Multicultural billboard FAIL


Here in Texas, multicultural means Hispanic. And Hispanic usually means Spanish. I'm not saying these are the right way to do things, but they tend to be the way they're done.

I'm not a huge fan of Pepsi's new campaign, and neither is Barbara Lippert of Adweek, but I almost wanted to give Pepsi some "multicultural" credit for an appropriately placed billboard en Espanol.

The billboard says ¡Delicioso! and of course the Os are the strangely revised Pepsi icon. It does double duty, because who can't figure out what delicioso means, even without knowing a lick of Spanish. However, someone made a production mistake that snuffs out half or more of the multicultural credit this billboard worked to get.

You see, I didn't even see the exclamation points until the third or fourth time I passed the billboard. Why? Because they're bleeding of the edge. Literally half to two-thirds of each exclamation point is off of edge of the board, meaning you have to strain to see a third of a white punctuation mark on a light pink billboard (that's right, it's light pink).

I'm sure you could find any surfer dude on the west coast who would know what delicioso means, but the upside-down exclamation point is something unique to Spanish (and by that, I mean we don't have it in English) and shows some genuine cultural (or at least lingual) understanding.

Yet, this crucial element was obscured by a production mistake.

I'm just not sure how a mistake like this happened. It's common practice in anything involving print production to leave "dead space" or an area around the important stuff that doesn't have anything important in it. Media channels ask you to leave this dead space because what they do doesn't always come out to an exact science and want to make sure your work isn't ruined if one of the cut measurements ends up a little off. I kind of doubt this was the production company's whoopsie. Perhaps it was the work of an inexperienced graphic artist whose work went unchecked by an over-busy creative director who didn't want to be bothered with proofing (read "ick!").

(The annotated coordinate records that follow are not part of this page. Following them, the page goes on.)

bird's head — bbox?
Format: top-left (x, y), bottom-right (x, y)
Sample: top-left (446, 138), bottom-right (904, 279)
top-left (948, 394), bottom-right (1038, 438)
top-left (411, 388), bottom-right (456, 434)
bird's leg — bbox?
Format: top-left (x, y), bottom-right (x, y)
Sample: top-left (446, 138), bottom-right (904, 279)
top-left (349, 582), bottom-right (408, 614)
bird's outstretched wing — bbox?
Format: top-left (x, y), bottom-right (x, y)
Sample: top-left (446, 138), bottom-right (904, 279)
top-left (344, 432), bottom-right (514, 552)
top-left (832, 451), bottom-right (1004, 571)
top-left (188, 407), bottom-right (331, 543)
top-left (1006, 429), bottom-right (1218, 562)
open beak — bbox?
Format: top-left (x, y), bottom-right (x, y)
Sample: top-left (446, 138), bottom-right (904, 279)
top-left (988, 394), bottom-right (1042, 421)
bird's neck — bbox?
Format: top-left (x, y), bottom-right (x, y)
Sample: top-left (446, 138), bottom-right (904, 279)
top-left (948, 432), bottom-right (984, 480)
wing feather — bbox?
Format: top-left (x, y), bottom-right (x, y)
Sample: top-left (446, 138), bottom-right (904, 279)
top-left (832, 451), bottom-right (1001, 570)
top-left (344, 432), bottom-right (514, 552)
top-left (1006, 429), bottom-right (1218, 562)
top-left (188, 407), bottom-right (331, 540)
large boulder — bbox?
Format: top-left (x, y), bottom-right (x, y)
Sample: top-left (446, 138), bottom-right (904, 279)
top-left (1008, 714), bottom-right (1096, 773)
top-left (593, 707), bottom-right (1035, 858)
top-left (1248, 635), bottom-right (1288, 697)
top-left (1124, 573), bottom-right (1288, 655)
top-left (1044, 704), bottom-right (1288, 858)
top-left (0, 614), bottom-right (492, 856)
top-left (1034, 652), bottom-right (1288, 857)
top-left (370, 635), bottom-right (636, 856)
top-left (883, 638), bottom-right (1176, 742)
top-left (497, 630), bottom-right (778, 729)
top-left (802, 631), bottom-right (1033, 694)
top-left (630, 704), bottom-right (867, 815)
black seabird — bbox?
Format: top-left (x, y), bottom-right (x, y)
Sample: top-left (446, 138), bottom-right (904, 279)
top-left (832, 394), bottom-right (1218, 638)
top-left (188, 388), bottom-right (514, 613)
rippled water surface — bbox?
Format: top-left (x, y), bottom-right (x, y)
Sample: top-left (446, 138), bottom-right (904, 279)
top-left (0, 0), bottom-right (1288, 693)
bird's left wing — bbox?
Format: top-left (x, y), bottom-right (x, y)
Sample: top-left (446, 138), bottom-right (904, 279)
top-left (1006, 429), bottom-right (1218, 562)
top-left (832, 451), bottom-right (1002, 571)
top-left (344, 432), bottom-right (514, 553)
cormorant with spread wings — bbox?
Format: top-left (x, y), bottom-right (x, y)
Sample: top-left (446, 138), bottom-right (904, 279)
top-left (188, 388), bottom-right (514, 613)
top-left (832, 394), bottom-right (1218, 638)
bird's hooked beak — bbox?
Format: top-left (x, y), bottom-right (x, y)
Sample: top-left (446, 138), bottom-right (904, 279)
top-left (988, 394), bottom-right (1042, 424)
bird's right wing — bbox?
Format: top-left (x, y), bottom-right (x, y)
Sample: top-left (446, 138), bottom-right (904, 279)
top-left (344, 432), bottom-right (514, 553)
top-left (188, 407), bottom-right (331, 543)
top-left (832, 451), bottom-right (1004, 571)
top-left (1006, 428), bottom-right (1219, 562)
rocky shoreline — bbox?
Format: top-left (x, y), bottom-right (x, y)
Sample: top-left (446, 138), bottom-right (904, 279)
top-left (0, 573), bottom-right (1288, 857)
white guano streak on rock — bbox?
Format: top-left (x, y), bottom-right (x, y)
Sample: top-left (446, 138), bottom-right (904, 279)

But enough speculation, the result is the same- billboard fail.

1 comment:

Anonymous said...

I'm not impressed with Pepsi's new logo, so I'm not too surprised at a billboard fail by the same agency. I first saw the new logo at a church basement event, and I was hesitant to take the can because it looked generic. And everyone knows generic cola tastes like dirt. The lady saw my look and assured me it was real Pepsi. I don't recall a rebranding that made a brand name look like a rip-off of itself before.

Here in Chicago, there's been a bunch of Careerbuilder street ads with zero margins, frequently cutting off big chunks of letters. The first instance I saw was on the side of a building, so I thought it was a planning error that wasn't apparent until it was too late. (Yes, we still have signs painted on buildings here.) But then I saw billboards and subway and bus-stop signs with the same zero-margin. Are they trying to make the letters as big as possible? Trying to be different? Don't know what they're doing?

I don't get it. Any reputable printing company will tell you if your margins are too small.